Avant Igor, Tyler avait déjà eu recours à la création de diverses entités sortant tout droit de son esprit azimuté pour s’exprimer. Parmi ceux qui revenaient le plus souvent au début de sa discographie, on peut mentionner ces quelques énergumènes : Dr. TC, son thérapeute imaginaire résidant dans sa conscience, Wolf Haley, sobriquet sous lequel il signe l’intégralité de ses clips ou encore Tron Cat, son double schizophrène et auto-destructeur pour ne citer qu’eux. Ces voix intérieures, désormais laissées pour mortes à l’exception de Wolf Haley, reflétaient toute la bizarrerie mais aussi l’aspect irritant de ses premiers disques. Qu’en est-il de cet Igor ? Et pourquoi diable faut-il que Tyler se glisse en permanence dans la peau d’un personnage ?
Si l’introspection n’a jamais été la spécialité du rappeur de Los Angeles, il semblerait que le vent soit en train de tourner. Flower Boy signait déjà sa première excursion sur un terrain relevant de l’intime, IGOR est quant à lui une plongée dans les abysses d’une relation, de la naissance du désir jusqu’au point de non-retour marqué par le cruel et fameux « Je préfère qu’on reste amis ».
On ne sait jamais vraiment si l’histoire qui nous est contée est celle de Tyler, celle d’Igor ou bien si Tyler se livre à travers le prisme d’Igor, devenant ainsi le serviteur de ses émotions. Et ce ne sont pas les multiples effets sur la hauteur de sa voix variant d’une piste à une autre qui nous aident à y voir plus clair. Bien qu’elle brouille les pistes, cette constante déformation vocale sert à merveille l’expression cathartique de Tyler comme sur « EARFQUAKE » lorsqu’il se met à supplier : “Don’t leave, it’s my fault.”. Ou en toute fin d’album avec le refrain pitché et répétant dans un soulagement cocasse « I DON’T LOVE YOU ANYMORE » sur le titre éponyme.
Au bout du compte, en se perdant dans ce dédale de voix qu’on n’identifie plus, on finit par se focaliser sur l’essentiel, la musique. C’est là tout ce que souhaitait Tyler, quand quelques heures avant la sortie de l’album, il préconisait de se jeter dans l’écoute sans préjuger ni distraction pour mieux entrer dans l’antre affectif d’Igor.
Cette recommandation bienvenue s’avère bénéfique dans l’appréciation de cette oeuvre où l’émotion prime et se dévoile peu à peu. D’autant plus aujourd’hui, où le rap voit proliférer les projets aux allures de playlists impersonnelles et décousues.

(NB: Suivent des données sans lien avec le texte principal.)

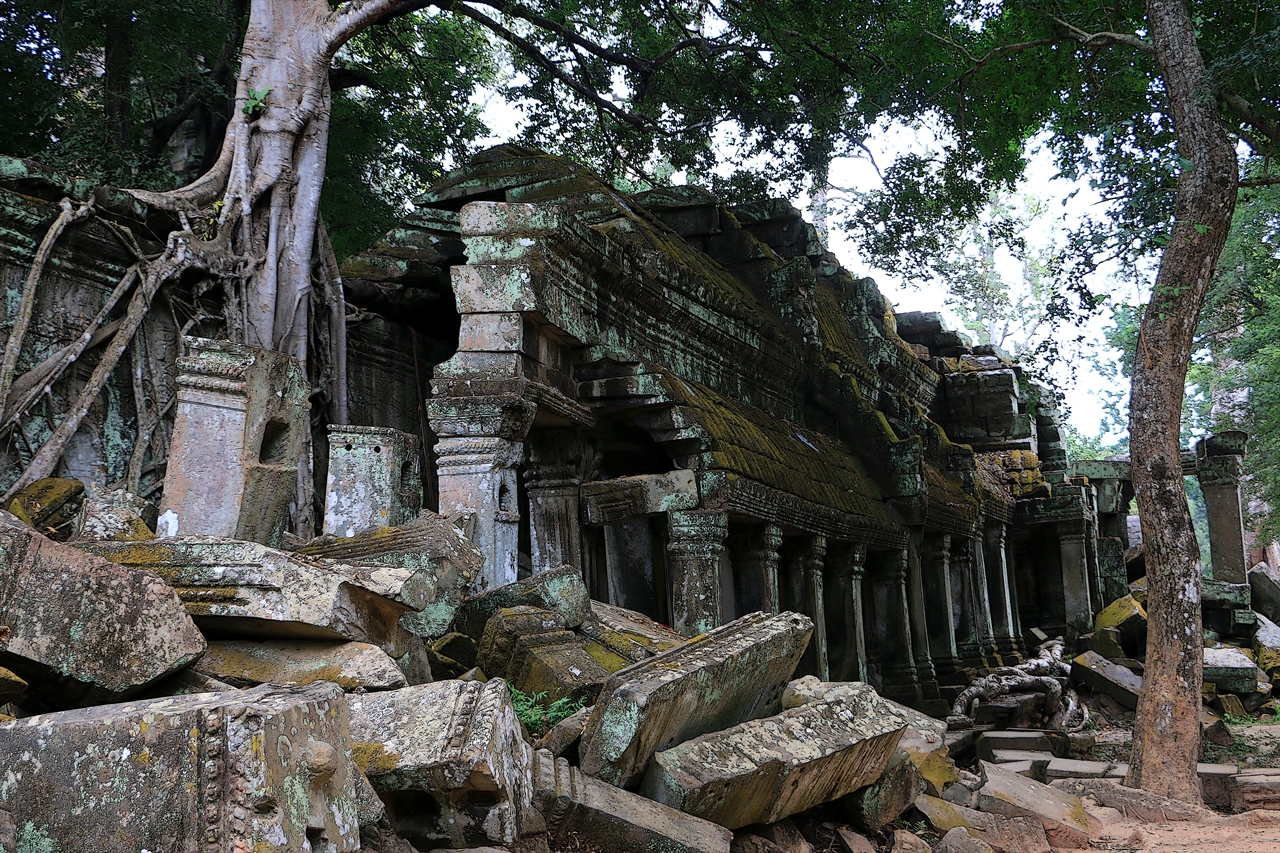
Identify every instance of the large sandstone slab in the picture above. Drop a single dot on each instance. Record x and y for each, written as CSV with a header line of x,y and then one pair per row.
x,y
261,770
83,630
728,675
576,804
245,589
1060,813
448,758
348,665
764,770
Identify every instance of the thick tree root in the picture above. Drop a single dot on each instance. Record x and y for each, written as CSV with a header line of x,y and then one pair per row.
x,y
1040,674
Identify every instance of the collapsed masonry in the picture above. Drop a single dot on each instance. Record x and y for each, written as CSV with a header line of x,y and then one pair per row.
x,y
643,411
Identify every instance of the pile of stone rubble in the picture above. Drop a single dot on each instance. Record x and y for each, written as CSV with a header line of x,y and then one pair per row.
x,y
200,693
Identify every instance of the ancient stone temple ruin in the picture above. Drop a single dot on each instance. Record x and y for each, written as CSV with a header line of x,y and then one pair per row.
x,y
647,452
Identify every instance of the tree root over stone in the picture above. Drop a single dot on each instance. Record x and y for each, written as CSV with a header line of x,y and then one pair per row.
x,y
1046,673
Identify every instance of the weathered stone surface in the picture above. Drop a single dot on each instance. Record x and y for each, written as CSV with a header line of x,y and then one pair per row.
x,y
1230,670
1106,678
882,802
764,770
1256,788
1004,834
348,665
906,842
117,515
1127,616
731,674
924,738
237,438
83,630
560,589
1132,801
246,589
1013,796
430,550
612,819
250,770
960,840
374,479
448,760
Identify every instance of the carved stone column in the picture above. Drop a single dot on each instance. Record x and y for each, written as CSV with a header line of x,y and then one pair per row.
x,y
553,479
1000,592
814,661
900,676
695,547
1220,480
936,562
481,443
757,568
1075,576
846,635
918,621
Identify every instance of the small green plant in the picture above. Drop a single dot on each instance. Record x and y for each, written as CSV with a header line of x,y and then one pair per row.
x,y
536,714
256,100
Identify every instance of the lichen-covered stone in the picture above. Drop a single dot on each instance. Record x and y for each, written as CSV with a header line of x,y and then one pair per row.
x,y
764,770
263,770
83,630
560,589
236,588
448,760
348,665
731,674
576,804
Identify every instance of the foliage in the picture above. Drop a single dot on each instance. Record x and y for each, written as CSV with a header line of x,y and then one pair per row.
x,y
536,714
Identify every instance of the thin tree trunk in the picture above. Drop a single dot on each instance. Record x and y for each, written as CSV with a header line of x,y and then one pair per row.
x,y
1168,733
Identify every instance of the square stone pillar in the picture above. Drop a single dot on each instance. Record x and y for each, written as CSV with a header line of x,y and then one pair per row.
x,y
375,479
755,566
1219,471
553,479
238,436
938,602
888,591
1000,591
695,547
846,635
480,447
1074,560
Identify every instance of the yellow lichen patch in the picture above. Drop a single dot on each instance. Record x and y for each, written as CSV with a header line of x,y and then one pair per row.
x,y
374,758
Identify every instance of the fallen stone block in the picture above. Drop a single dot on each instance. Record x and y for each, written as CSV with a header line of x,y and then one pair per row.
x,y
764,770
1013,796
1129,619
576,804
1109,679
83,630
119,516
924,739
1232,670
1132,801
960,840
731,674
560,589
1216,783
448,760
245,589
348,665
1004,834
882,802
1256,788
1075,769
437,559
261,770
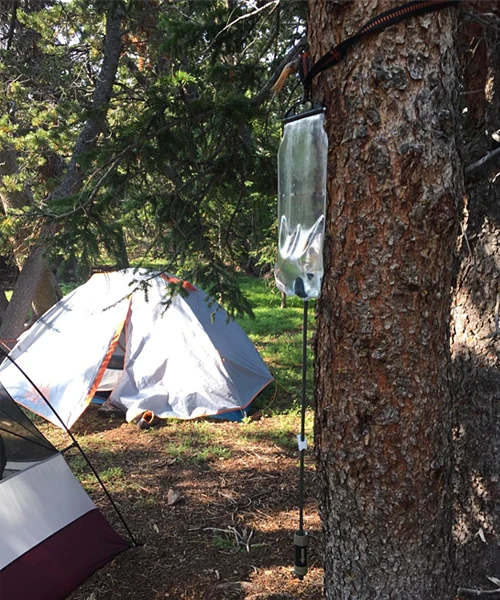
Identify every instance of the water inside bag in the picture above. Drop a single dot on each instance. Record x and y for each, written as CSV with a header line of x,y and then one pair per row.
x,y
302,162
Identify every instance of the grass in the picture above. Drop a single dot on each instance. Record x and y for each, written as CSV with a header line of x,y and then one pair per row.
x,y
277,333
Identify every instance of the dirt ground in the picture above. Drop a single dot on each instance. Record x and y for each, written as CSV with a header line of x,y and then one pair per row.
x,y
229,534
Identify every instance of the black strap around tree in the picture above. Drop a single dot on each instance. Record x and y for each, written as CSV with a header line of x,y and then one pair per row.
x,y
390,17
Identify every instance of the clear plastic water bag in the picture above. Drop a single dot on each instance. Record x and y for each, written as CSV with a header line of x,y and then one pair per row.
x,y
302,162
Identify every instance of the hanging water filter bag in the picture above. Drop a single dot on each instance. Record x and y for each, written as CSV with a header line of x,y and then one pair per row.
x,y
302,162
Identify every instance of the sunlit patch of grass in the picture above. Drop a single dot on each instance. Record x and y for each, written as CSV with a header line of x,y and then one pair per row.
x,y
277,333
282,429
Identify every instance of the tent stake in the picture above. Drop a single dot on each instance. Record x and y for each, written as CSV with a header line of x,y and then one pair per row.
x,y
300,539
75,442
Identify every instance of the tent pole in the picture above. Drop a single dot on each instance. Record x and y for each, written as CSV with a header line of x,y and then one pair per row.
x,y
75,442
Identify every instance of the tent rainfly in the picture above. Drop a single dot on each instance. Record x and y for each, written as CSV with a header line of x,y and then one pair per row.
x,y
52,536
184,359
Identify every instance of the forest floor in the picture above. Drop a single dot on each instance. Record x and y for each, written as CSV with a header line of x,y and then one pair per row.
x,y
229,533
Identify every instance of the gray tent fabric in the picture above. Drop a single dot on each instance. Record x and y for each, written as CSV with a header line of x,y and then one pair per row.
x,y
182,358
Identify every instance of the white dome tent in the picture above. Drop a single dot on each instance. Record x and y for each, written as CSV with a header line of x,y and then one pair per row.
x,y
52,536
183,359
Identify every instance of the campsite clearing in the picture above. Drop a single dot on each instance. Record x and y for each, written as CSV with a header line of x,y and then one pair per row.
x,y
230,537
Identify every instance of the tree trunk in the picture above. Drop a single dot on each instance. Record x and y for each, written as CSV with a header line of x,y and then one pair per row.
x,y
383,405
35,264
48,291
476,335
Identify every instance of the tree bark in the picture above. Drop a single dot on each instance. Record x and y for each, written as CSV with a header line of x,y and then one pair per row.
x,y
383,404
48,291
28,282
475,335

Sur la cover d’IGOR, en-dessous du visage impassible au teint noir mat de Tyler/Igor se trouve une mention fièrement apposée. En effet, il est inscrit que tous les morceaux ont été écrits, composés et arrangés par ce surdoué de Tyler Okonma. Ce n’est pas une nouveauté puisqu’il chapeautait déjà intégralement tous ses albums précédents, à quelques morceaux près, mais jamais le fils spirituel de Pharrell ne l’avait mis en avant de la sorte. Loin de se la jouer crâneur, on comprend pourquoi l’artiste multi-casquette tient à préciser cela une fois l’album lancé.

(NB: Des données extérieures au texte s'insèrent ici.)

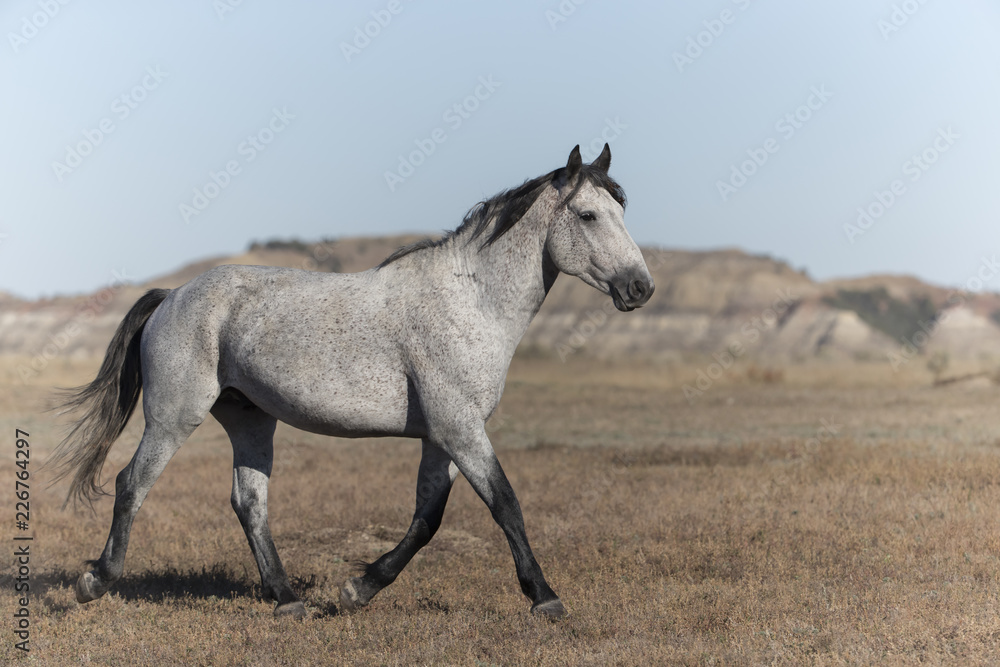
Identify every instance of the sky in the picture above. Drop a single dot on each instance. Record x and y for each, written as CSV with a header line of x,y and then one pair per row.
x,y
846,138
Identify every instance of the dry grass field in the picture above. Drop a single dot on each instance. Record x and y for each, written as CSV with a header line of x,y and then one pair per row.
x,y
723,532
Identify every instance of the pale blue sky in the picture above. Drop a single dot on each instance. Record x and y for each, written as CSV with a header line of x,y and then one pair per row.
x,y
677,131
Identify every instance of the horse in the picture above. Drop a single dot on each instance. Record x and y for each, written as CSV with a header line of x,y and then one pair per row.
x,y
417,347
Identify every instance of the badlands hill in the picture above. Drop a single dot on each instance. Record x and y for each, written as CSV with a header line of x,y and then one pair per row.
x,y
706,304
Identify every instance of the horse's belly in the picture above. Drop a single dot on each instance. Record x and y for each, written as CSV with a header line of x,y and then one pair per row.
x,y
337,405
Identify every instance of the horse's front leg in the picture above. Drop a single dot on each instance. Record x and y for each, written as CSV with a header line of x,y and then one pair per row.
x,y
437,473
473,453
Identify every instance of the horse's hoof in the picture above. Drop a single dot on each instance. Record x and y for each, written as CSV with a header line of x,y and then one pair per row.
x,y
86,588
296,610
349,599
552,609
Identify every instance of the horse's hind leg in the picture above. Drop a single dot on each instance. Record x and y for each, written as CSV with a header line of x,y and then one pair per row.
x,y
251,431
437,473
159,443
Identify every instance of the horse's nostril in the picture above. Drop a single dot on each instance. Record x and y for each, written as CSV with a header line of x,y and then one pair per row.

Avec IGOR, Tyler se mue en véritable chef d’orchestre. Les opérations sont dirigées d’une main de maître d’un bout à l’autre du disque et sublimées par l’intervention discrète d’une poignée de prestigieux collaborateurs. On y croise Solange qui remplace Kali Uchis dans le rôle de la diva soul sur l’exaltant « I THINK », Playboi Carti vient illuminer « EARFQUAKE » avec un couplet aussi fugace qu’obsédant et on croit entendre Kanye West apporter une bonne dose de vulnérabilité depuis les limbes du déchirant « PUPPET ». Au milieu de cette assemblage imprévisible, Tyler se met en retrait pour mieux garder le cap sur sa direction artistique. Ce qu’il réussit avec brio. Chaque morceau suit une progression mouvante très naturelle sans laisser une once de frustration ou d’indigestion comme cela pouvait être le cas sur Cherry Bomb.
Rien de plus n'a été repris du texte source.